Une révélation à l’effet d’une bombe a été faite par Monsieur Wadii Aljarii président de la FTF lors de son passage à l’émission Dimanche Sport. On apprend en effet que le secrétaire général de la CAF, le marocain Mouad Hajji, a adressé à la FTF le 28 mai, soit 3 jours avant la finale de la Champions League, une correspondance exigeant du Ministère de l’Intérieur tunisien (Sic), une garantie écrite quant au bon déroulement de la manche retour de ladite finale. La correspondance ne s’arrête pas à cette exigence ridicule, le marocain Mouad Hajji y menace expressément que faute de cette garantie écrite, la CAF, prendrait des mesures… sous entendant le transfert du match vers un autre pays.
Face à cette mascarade, le président de la FTF a contacté Ahmad Ahmad, Président de la CAF, pour demander des explications. Ce dernier a clairement indiqué que ladite correspondance est le fait du secrétariat et qu’il fallait voir avec.

Le président de la FTF contacte alors le marocain Mouad Hajji, secrétaire général de la CAF, et lui explique que l’État tunisien fournira pareille garantie écrite si la CAF prouve qu’elle a reçu le même type de garantie et dans la même forme de la part de l’État marocain avant le match aller disputé à Rabat. C’est alors que le marocain se rétracte de manière suspecte et prie le président de la FTF de considérer ladite correspondance comme nulle et non avenue.

Voilà une manœuvre qui en dit long sur les intentions des marocains avant même que le match de Rades ne soit joué. Mieux encore, de plus en plus d’indices se superposent chaque jour pour indiquer que le Wydad Athletic Club savait qu’il ne faisait pas le poids face au champion en titre sur le plan sportif, et que toute cette histoire de retrait était minutieusement orchestrée et préméditée avant même que le match ne se joue.

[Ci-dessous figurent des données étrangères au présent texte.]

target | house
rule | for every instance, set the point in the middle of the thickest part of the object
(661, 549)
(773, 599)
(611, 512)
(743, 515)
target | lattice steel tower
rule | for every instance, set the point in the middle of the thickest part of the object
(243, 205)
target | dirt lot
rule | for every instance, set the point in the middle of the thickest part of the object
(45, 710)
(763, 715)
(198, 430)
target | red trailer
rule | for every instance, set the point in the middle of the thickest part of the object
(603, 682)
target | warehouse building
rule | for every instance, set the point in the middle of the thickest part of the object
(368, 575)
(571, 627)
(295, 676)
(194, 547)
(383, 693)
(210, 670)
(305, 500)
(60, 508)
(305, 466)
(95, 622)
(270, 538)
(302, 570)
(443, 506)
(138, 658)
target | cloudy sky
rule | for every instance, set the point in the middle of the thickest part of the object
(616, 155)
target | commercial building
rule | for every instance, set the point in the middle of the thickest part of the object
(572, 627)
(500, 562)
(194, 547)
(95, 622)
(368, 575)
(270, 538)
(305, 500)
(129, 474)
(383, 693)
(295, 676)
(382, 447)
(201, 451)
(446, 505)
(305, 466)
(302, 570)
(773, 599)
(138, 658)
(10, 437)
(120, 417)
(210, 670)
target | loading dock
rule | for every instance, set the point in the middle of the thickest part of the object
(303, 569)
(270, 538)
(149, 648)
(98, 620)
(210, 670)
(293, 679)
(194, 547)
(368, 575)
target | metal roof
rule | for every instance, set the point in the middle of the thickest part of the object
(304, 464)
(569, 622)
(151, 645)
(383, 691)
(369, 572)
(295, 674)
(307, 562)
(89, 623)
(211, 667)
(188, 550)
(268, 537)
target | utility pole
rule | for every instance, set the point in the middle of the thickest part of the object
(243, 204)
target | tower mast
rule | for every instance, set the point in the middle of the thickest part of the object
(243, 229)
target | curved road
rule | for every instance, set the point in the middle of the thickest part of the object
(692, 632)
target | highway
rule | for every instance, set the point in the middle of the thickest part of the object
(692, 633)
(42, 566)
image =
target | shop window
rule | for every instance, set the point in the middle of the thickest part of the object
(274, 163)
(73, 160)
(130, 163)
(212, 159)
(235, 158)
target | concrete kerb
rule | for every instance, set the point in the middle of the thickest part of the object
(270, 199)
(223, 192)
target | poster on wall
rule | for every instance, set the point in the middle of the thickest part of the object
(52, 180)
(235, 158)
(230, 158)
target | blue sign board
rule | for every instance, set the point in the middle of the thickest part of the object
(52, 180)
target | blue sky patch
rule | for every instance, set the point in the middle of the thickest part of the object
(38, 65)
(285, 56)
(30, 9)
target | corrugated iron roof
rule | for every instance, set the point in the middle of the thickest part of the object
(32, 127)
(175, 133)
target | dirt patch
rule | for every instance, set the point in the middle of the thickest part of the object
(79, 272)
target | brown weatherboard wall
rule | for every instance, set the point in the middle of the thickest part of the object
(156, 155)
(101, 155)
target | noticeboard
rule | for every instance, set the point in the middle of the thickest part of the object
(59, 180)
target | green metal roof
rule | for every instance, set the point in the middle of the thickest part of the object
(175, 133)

Le lot de surprises ne s’arrêtera certainement pas là. Plus les jours défilent, plus on en apprend et apprendra sur le pire scandale sportif de l’histoire de la CAF et du Maroc où s’est vu tramer peu à peu un spectaculaire revirement de situation, passant d’une simple et illégale protestation Wydadie sur le non fonctionnement de la VAR (Assistance Vidéo à l’Arbitre) à un problème d’insécurité…constaté depuis l’hôtel abritant le congrès de la FIFA deux jours après cette fameuse finale vécue jusqu’à l’heure de jeu dans un stade de Radés on ne peut plus calme. C’est à se demander si l’arbitre Gambien Gassama dirigeait un tout autre match !

Dommage pour le sport dans ce pays frère qui se fait salir par des dirigeants à la mentalité si démunie en valeurs du fairplay et de justice sportive.